Likewise this mantra, the Satarudriya of the Yajur Veda, the hymn to Lord Siva, has a subjective meaning, an objective meaning, and a divine, celestial, supreme, supermental, universal meaning. Objectively it is a prayer for the control of the forces of nature, subjectively it is a prayer for self-control and rousing of the spiritual consciousness, and universally it is the surge of the soul towards God-realisation. It has an adhyatmika, adhibautika and adhidaivika meaning, as is usually said. The Satarudriya has a tremendous meaning. As the mantras of the Veda have a threefold or even fourfold meaning, it is difficult to understand the full meaning of any of these mantras. Ananta vai vedaha: Infinite is the meaning of the Veda. The meaning of the Veda is infinite; it has no end at all. It is mathematics, it is chemistry, it is physics, it is ayurveda, it is psychology, it is metaphysics, it is philosophy, it is spirituality, it is meditation, it is love, it is ecstasy. We will find everything in every mantra of the Veda. It all depends upon how we look upon it, how we see it. A person can be a father, he may be a brother, he may be a son, he may be a friend, but he is one and the same person. Only the attitudes are different on account of various relationships.
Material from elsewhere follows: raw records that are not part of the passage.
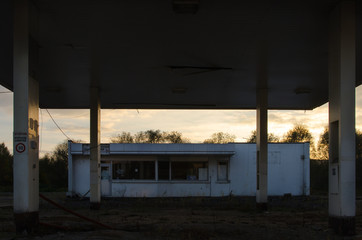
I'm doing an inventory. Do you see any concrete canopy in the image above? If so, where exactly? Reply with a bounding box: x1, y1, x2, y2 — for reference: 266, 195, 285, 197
0, 0, 362, 109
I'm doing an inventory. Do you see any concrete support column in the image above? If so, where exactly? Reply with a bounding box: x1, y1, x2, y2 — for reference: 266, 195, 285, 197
329, 1, 356, 235
256, 88, 268, 210
90, 87, 101, 209
13, 0, 39, 233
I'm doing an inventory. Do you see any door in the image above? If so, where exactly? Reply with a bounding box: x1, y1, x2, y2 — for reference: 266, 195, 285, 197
101, 163, 112, 196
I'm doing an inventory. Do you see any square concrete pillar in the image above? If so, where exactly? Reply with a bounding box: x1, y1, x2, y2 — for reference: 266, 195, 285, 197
90, 87, 101, 209
329, 1, 356, 235
13, 0, 39, 233
256, 88, 268, 210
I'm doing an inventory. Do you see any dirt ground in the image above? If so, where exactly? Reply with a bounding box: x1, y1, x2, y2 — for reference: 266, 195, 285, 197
0, 193, 362, 240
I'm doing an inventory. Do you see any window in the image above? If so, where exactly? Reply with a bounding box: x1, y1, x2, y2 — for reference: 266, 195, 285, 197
112, 161, 155, 180
171, 161, 208, 181
158, 160, 170, 180
217, 161, 228, 181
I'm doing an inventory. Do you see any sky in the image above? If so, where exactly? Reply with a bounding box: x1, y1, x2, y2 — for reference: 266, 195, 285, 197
0, 85, 362, 156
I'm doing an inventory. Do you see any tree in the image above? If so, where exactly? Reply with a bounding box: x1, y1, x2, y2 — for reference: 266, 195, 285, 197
313, 128, 329, 160
39, 141, 68, 190
134, 129, 164, 143
204, 132, 236, 144
246, 130, 279, 143
316, 128, 362, 160
0, 143, 13, 188
110, 132, 134, 143
164, 131, 190, 143
283, 124, 313, 145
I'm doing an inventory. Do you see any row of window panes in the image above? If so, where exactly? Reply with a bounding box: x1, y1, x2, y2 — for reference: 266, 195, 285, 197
112, 161, 227, 181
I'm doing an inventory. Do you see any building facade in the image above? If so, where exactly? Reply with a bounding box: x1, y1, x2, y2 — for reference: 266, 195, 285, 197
68, 142, 310, 197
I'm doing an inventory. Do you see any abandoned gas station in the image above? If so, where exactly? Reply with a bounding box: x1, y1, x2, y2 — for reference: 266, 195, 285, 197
0, 0, 362, 234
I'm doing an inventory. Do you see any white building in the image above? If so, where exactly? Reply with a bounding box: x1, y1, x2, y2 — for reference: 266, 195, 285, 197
68, 142, 310, 197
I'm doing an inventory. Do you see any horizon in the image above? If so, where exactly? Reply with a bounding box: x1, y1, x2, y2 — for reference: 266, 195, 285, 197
0, 85, 362, 156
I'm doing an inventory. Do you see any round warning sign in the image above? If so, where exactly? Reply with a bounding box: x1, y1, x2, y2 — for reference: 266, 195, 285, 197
15, 143, 25, 153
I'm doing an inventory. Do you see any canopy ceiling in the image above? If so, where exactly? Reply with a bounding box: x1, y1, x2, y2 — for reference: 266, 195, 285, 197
0, 0, 362, 109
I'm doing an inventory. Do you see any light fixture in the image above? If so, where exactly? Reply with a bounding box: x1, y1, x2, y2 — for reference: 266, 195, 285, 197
172, 87, 187, 94
294, 87, 312, 95
172, 0, 200, 14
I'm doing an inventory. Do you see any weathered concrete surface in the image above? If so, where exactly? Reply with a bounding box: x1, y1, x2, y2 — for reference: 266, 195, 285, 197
0, 193, 362, 240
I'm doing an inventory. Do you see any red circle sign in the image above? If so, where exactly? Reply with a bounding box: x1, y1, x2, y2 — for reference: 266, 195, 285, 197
15, 143, 25, 153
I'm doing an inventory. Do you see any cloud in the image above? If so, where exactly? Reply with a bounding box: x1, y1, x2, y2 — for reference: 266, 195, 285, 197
0, 86, 362, 155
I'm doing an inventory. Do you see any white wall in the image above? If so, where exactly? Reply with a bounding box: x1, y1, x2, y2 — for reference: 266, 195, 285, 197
68, 143, 309, 197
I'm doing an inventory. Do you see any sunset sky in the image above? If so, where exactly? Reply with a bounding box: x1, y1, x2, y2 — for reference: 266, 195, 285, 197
0, 85, 362, 155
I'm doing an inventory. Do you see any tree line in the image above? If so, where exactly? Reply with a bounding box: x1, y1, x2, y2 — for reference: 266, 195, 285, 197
0, 125, 362, 191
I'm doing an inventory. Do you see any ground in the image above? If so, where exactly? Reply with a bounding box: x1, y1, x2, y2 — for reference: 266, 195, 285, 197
0, 193, 362, 240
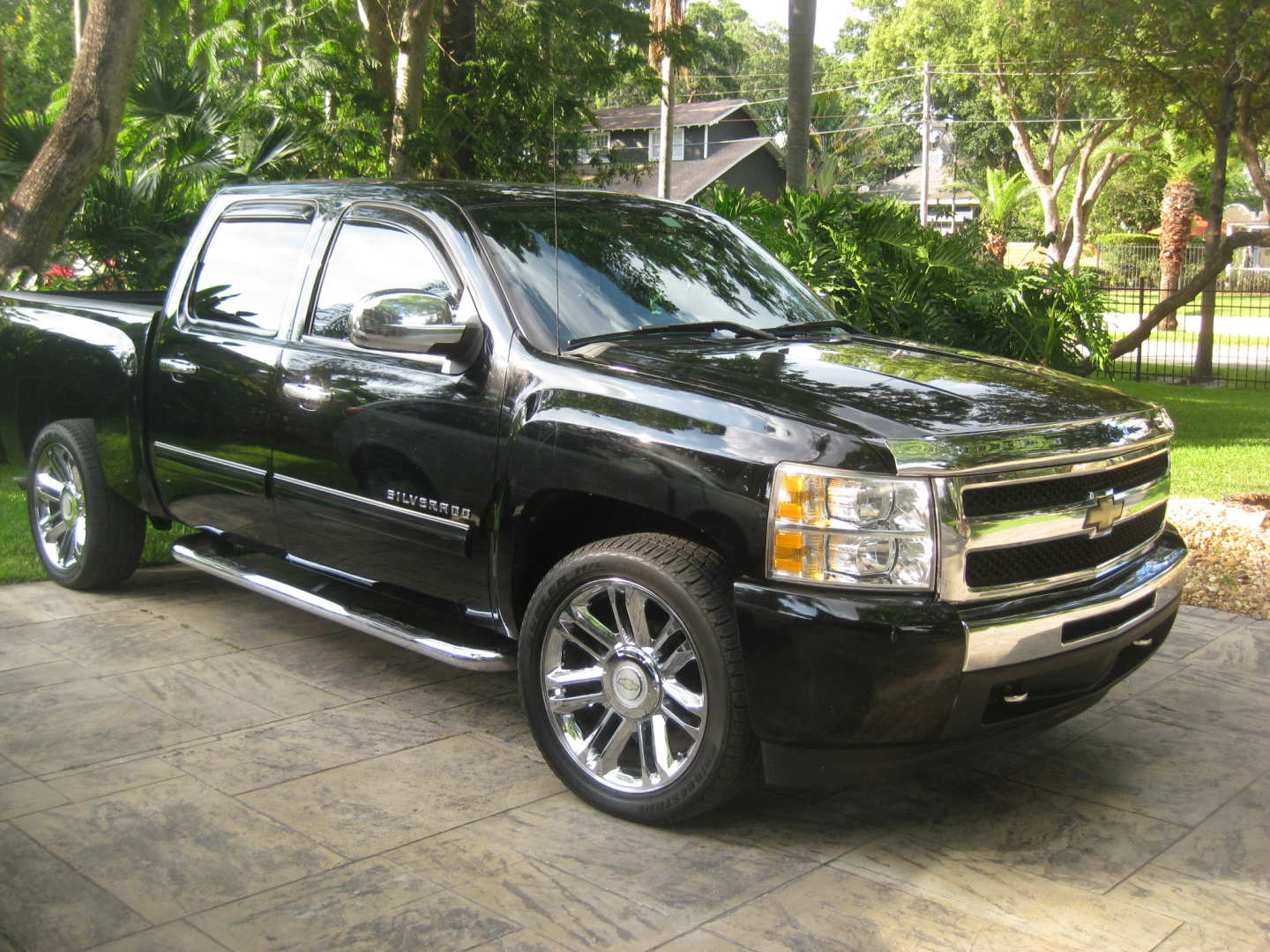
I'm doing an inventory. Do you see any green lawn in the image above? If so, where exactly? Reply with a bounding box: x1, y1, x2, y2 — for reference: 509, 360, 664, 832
1108, 288, 1270, 321
0, 464, 190, 585
1111, 381, 1270, 499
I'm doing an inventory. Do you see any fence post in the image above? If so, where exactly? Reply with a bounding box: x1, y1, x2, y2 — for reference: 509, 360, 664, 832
1134, 274, 1147, 383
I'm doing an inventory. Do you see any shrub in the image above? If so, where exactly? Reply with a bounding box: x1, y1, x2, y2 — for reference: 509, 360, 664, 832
701, 185, 1111, 369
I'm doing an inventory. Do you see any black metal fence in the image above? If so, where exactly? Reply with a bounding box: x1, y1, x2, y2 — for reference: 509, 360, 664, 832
1099, 245, 1270, 390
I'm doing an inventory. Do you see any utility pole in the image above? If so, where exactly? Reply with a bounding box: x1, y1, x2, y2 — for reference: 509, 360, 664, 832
918, 60, 931, 225
656, 53, 675, 198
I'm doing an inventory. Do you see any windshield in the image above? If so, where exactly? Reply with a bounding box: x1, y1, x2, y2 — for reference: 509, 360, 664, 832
471, 196, 834, 346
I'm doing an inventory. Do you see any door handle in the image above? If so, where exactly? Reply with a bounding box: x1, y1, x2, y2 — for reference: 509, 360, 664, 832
282, 381, 330, 404
159, 357, 198, 377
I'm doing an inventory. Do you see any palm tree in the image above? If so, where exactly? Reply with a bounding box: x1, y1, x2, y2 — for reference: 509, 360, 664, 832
1158, 130, 1207, 330
953, 169, 1033, 264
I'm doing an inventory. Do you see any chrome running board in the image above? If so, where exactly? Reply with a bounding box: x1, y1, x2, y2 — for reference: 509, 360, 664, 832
171, 534, 516, 672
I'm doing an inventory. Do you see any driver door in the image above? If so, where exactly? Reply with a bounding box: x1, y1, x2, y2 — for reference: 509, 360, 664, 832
273, 205, 500, 609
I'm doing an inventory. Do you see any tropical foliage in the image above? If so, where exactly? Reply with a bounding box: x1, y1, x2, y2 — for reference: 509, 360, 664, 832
704, 187, 1110, 369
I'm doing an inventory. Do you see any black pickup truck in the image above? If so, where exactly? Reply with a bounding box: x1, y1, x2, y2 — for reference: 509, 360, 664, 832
0, 182, 1186, 822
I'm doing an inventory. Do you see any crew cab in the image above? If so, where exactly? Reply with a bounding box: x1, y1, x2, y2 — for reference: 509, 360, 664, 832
0, 182, 1186, 822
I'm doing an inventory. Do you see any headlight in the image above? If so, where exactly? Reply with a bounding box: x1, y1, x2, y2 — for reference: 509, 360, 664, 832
767, 464, 935, 589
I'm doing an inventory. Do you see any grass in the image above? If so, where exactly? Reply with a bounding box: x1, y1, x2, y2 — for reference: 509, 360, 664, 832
0, 381, 1270, 584
1108, 288, 1270, 318
1111, 381, 1270, 499
0, 464, 190, 585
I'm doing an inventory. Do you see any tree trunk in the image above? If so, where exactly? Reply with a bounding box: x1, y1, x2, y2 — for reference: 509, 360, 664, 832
357, 0, 393, 167
0, 0, 146, 274
389, 0, 436, 176
1160, 179, 1195, 330
1194, 81, 1235, 381
437, 0, 476, 178
785, 0, 815, 191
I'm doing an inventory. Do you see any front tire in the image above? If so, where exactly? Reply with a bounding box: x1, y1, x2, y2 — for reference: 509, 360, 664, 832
519, 533, 754, 824
26, 420, 146, 591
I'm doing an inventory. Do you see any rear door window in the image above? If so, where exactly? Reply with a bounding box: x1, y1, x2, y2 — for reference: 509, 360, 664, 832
190, 219, 310, 332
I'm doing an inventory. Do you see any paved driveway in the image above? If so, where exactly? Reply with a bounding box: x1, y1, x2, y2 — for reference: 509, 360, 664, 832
0, 569, 1270, 952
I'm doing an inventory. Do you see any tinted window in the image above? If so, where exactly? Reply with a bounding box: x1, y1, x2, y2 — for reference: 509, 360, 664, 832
190, 219, 309, 330
309, 222, 455, 338
473, 199, 833, 344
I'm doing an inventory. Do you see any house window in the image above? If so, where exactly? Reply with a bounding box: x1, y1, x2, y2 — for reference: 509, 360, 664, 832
578, 132, 611, 165
647, 126, 684, 162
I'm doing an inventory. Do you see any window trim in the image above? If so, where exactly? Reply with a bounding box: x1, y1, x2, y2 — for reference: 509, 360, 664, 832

So the Rudra-Adhyaya is before us, a majestic prayer for world peace, international peace, subjective peace, universal peace, and God-consciousness.
It is difficult to chant this Veda mantra called the Satarudriya because it requires training. For example, not everyone can sing well. Singing requires tremendous training for years together. Likewise, the chanting of the mantras of the Veda requires training for years together, and not for a few days only. It is said that just as one who does not know how to sing makes a jarring noise and we would like to get up and go away rather than listen to it, so also when we chant the mantra wrongly, the gods will get up and go away. They will not bear listening to it. But once it is learned, it becomes a protection for us from catastrophes of every kind—physical, psychological and what not.
So those who know the Satarudriya may chant it, recite it, and take part in its recitation every day in the temple, or at least during the worship on Mahasivaratri. Those who cannot do this because it is too difficult can chant the mantra om namah shivaya, a potent force, the Panchaksara Mantra of Lord Siva. It is a kavacha, a kind of armour that we put on, which will protect us from dangers of every kind. It will protect us, and it will protect all those whom we want to be protected. It will protect our family, it will protect our country, it will protect the whole world. It can cease wars and tension of every kind, provided we offer this prayer whole-heartedly, from the bottom of our heart.
Collective prayer is very effective. If a hundred people join together and pray, it will have a greater effect than one person praying. Of course, if that single person is very powerful, even one person’s prayer is sufficient. But where personalities have their own weaknesses and fallibilities, it is better for people to have a congregational prayer. Let all minds together form a great energy which surges forth into God.
Let prayer be offered to Lord Siva as the master of yogins, as the incarnation of all virtues and powers, as a facet of Almighty God.